Mr. Resto has been shown in various news reports to be a violent criminal. During a 2010 parole hearing he was told by the chairman of the state's Board of Pardons and Paroles: “You’ve got nine disciplinaries ... you set fire to a mattress, you’re a Latin King, you’re not working when you’re on the outside, you’ve got no sponsor. I don’t know, the future don’t look too bright outside for you. You’ve got to change your lifestyle, Mr. Resto. You can’t keep robbing people, you’re robbing people on the street.”

The quote above is mentioned in a letter sent by Sen. Joe Markley to Gov. Dannel P. Malloy urging the governor to temporarily suspend the state’s new poorly drafted early release program.

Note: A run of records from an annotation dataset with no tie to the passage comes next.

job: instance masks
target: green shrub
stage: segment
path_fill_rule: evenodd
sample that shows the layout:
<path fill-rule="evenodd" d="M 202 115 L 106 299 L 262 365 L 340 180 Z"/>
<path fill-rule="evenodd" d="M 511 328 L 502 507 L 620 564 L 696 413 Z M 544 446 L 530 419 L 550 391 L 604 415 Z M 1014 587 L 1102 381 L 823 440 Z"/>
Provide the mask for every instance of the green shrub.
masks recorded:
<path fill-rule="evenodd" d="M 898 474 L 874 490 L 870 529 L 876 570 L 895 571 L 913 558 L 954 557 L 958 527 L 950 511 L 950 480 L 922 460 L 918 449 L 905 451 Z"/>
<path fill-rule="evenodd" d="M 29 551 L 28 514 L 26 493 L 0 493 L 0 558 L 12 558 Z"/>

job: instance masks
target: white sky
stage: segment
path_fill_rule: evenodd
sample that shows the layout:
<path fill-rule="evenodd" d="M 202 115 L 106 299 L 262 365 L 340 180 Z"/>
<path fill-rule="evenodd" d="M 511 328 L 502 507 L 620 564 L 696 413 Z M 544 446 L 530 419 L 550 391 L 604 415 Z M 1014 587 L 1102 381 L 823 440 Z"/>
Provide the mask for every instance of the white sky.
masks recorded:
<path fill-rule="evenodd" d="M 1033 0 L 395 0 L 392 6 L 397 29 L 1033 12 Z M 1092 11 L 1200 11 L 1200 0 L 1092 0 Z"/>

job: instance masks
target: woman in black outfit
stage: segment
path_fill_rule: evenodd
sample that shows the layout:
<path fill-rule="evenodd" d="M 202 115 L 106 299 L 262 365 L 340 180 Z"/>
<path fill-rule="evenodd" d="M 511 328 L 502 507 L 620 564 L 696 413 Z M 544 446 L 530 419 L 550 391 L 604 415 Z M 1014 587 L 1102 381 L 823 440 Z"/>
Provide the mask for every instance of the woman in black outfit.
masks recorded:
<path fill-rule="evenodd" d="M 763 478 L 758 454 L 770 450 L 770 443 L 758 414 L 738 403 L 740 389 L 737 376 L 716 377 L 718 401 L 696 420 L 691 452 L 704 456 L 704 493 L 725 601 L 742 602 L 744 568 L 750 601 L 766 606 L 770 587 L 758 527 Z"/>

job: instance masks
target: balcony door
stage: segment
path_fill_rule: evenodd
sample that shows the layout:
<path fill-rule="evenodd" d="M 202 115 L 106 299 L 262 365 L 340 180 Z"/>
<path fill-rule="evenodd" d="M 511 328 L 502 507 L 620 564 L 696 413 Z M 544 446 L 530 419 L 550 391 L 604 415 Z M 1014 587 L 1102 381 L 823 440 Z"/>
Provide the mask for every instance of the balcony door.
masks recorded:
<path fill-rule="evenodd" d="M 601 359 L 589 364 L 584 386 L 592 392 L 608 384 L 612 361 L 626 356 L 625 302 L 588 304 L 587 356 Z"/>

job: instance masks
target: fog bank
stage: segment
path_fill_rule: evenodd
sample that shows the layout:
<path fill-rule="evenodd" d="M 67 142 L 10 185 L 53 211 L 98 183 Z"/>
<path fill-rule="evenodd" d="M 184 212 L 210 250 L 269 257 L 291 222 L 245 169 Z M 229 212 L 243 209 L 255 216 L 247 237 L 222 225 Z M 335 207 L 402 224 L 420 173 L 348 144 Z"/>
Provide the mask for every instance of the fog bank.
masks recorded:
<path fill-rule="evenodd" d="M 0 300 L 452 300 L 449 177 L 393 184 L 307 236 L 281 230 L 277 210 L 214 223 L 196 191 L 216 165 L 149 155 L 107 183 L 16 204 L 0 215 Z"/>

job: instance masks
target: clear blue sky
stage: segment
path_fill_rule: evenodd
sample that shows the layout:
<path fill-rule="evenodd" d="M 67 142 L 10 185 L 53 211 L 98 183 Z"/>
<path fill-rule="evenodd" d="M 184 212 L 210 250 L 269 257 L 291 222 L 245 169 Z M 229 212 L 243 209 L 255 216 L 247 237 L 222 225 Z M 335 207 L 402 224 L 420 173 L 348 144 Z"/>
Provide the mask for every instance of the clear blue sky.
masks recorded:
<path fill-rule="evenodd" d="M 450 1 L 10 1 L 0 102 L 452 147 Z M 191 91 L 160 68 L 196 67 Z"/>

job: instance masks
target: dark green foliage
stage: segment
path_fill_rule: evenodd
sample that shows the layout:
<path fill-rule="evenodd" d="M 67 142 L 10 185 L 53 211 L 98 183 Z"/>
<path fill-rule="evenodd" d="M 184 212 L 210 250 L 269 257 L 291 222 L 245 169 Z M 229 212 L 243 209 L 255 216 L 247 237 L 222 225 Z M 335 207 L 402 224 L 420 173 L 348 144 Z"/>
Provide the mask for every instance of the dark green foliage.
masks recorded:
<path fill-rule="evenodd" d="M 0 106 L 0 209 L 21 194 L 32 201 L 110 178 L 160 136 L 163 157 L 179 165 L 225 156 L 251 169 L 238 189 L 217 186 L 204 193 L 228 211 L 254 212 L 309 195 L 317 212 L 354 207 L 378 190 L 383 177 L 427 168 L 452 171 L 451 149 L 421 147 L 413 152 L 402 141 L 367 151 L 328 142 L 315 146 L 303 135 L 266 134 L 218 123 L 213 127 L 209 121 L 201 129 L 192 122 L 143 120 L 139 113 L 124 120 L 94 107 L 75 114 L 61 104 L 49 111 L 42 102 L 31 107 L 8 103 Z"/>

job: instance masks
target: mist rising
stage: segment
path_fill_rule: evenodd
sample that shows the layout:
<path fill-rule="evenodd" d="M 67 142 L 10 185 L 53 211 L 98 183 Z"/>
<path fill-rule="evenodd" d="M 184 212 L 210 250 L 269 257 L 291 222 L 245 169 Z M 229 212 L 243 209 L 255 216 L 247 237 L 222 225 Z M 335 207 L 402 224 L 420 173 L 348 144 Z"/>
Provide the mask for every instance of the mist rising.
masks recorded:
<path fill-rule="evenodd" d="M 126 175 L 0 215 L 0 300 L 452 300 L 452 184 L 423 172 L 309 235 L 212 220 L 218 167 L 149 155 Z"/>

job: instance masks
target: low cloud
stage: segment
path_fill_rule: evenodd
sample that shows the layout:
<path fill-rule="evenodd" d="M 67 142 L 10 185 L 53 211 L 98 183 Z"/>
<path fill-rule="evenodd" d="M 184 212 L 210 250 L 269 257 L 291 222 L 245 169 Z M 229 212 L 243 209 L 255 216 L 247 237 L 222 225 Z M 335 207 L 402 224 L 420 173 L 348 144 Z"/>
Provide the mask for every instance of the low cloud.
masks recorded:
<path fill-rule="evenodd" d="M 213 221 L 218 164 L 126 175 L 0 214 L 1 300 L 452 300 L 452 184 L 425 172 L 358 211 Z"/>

Republican critics of the program are asking that it be revised to prevent violent criminals from participating in it. Very early in the passage of the bill establishing the Risk Reduction Earned Credits program. Republicans in the General Assembly voted against the bill precisely because it allowed violent criminals access to early release. They felt, reasonably enough, then and now, that incarcerated criminals serving time for rape, kidnapping, arson, first-degree manslaughter, assault of a pregnant woman, first-degree assault, second-degree strangulation, first-degree threatening, having sex with someone under the age of 13, assault of a blind or disabled person and animal cruelty, often a predictor of violent behavior,  should not participate in the program.  The bill establishing the program was passed on a party line vote at the tail end of a session usually devoted to budget matters, as noted in several Courant stories.

Republicans, then and now, objected to the hastily constructed, poorly thought out program because they feared it would inadvisably open a door of opportunity to chronic violent criminals such as Mr. Resto, who was not likely to be dissuaded from violence out of prison by the courses he might have taken while incarcerated, as suggested by his arrest for murder in Meriden and several news reports detailing his earlier crimes, all apparently unread by Courant editorialists.      

One murder is not convincing enough for the editorial writers at the Courant: “It's too early in this year-old program,” the paper avers, “to come to such a conclusion. One failure, even one leading to a fatality, is no justification for scuttling the entire program.”

No one has suggested scuttling the entire program. There are dozens of Courant reports stating that senators Len Suzio and Joe Markley, among other Republicans, merely want a temporary suspension of the program until it can be reviewed and reformed by members of the General Assembly who, unlike Courant editorial page editors, are not content to wait upon the commission other violent crimes, perhaps in their own communities, before they conjecture that the Risk Reduction Earned Credits program, as presently constituted, exposes everyone in the state to risks not contemplated by the architects of the bill, Governor Dannel Malloy or his  undersecretary for criminal justice policy at the Office of Policy and Management Michael Lawlor, both of whom have shamelessly suggested reform minded legislators are simply posturing over pools of blood left by Mr. Resto in Meriden for campaign reasons.